Acha que a chanceler está a fazer bem ao querer resolver de uma vez a questão da constituição europeia?

Apoio-a a 100 por cento. Acho que há condições para voltarmos à Constituição. Se não lhe quiserem chamar assim, podem chamar-lhe outra coisa. É uma questão pragmática. Desde que institucionalmente o problema esteja resolvido para poder depois avançar-se. Penso que Portugal e Espanha têm um papel importantíssimo a desempenhar. É uma sorte termos dois primeiros-ministros socialistas. Quando falou de figuras europeias, acho que hoje o primeiro-ministro espanhol é uma grande figura da Europa e está a desempenhar um grande papel para Espanha, para a Europa e para a Península Ibérica.

Embora com grandes problemas internos, com o terrorismo, que o enfraquecem...

E que se resolvem melhor no quadro europeu.
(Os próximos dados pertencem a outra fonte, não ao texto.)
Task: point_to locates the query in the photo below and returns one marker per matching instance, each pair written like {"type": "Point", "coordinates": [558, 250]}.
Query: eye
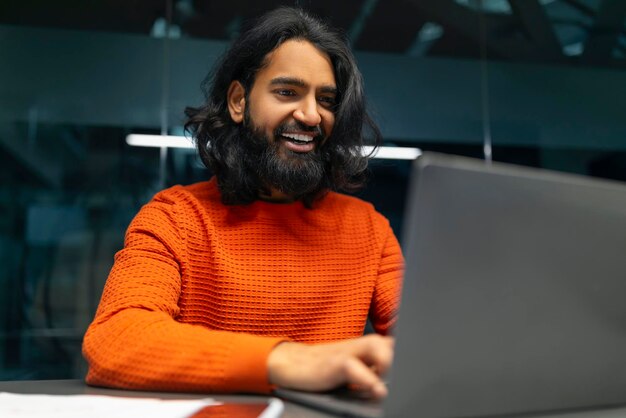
{"type": "Point", "coordinates": [285, 92]}
{"type": "Point", "coordinates": [328, 102]}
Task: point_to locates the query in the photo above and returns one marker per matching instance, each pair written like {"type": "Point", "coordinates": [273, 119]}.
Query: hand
{"type": "Point", "coordinates": [359, 362]}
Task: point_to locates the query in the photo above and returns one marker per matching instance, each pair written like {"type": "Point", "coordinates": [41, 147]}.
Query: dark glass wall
{"type": "Point", "coordinates": [533, 82]}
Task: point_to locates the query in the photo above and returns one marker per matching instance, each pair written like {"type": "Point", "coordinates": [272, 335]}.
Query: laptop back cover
{"type": "Point", "coordinates": [514, 294]}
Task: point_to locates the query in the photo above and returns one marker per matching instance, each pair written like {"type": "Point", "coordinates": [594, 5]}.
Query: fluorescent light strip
{"type": "Point", "coordinates": [171, 141]}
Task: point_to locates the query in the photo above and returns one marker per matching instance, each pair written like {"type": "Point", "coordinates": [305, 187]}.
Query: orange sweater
{"type": "Point", "coordinates": [202, 292]}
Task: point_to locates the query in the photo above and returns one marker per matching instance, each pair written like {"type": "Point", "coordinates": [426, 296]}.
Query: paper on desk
{"type": "Point", "coordinates": [96, 406]}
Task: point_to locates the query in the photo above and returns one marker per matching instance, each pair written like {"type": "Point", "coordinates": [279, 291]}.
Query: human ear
{"type": "Point", "coordinates": [236, 98]}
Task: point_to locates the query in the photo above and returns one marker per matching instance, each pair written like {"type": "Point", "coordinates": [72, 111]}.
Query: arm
{"type": "Point", "coordinates": [135, 341]}
{"type": "Point", "coordinates": [361, 361]}
{"type": "Point", "coordinates": [386, 298]}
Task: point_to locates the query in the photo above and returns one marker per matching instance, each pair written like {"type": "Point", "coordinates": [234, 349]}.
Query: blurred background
{"type": "Point", "coordinates": [534, 82]}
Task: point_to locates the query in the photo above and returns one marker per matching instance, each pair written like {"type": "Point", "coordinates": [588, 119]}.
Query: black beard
{"type": "Point", "coordinates": [292, 173]}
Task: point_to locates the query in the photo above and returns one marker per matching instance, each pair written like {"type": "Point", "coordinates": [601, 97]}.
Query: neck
{"type": "Point", "coordinates": [276, 196]}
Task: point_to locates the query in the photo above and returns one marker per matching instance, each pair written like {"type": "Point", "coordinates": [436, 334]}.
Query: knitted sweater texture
{"type": "Point", "coordinates": [202, 292]}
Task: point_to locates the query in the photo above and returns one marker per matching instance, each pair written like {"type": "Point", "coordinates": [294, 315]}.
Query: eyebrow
{"type": "Point", "coordinates": [298, 82]}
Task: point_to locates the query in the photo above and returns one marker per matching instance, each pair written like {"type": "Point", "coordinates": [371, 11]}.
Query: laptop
{"type": "Point", "coordinates": [514, 298]}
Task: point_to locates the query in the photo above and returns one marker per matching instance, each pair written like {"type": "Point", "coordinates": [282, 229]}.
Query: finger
{"type": "Point", "coordinates": [376, 351]}
{"type": "Point", "coordinates": [359, 374]}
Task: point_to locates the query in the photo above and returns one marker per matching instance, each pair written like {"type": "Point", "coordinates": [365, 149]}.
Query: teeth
{"type": "Point", "coordinates": [299, 137]}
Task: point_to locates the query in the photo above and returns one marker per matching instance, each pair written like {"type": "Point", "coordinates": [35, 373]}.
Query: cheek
{"type": "Point", "coordinates": [328, 124]}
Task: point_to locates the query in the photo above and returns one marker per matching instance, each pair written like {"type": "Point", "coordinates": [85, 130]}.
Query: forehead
{"type": "Point", "coordinates": [299, 59]}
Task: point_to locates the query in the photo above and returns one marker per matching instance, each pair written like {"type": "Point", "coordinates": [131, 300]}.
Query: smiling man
{"type": "Point", "coordinates": [265, 275]}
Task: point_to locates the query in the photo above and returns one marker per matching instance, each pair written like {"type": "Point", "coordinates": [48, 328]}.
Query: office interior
{"type": "Point", "coordinates": [540, 83]}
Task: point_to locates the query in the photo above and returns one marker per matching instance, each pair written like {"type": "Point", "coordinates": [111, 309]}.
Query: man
{"type": "Point", "coordinates": [264, 276]}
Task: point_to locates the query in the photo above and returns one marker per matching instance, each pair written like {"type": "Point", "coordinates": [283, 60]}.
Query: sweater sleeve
{"type": "Point", "coordinates": [135, 341]}
{"type": "Point", "coordinates": [386, 299]}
A Espanha tem uma tradição de autoritarismo e de centralismo e tem que ultrapassar esse problema, como nós ultrapassámos o colonialismo

Mas como qual é o papel que espera dos dois países ibéricos?

Espero que possamos ter um papel de grande protagonismo na Europa na medida em que sabemos muito bem o que é o Atlântico e o que é o Mediterrâneo e o que é a América Latina. Com estas relações e com as nossas relações com África, estamos em condições de dar um enorme contributo europeu.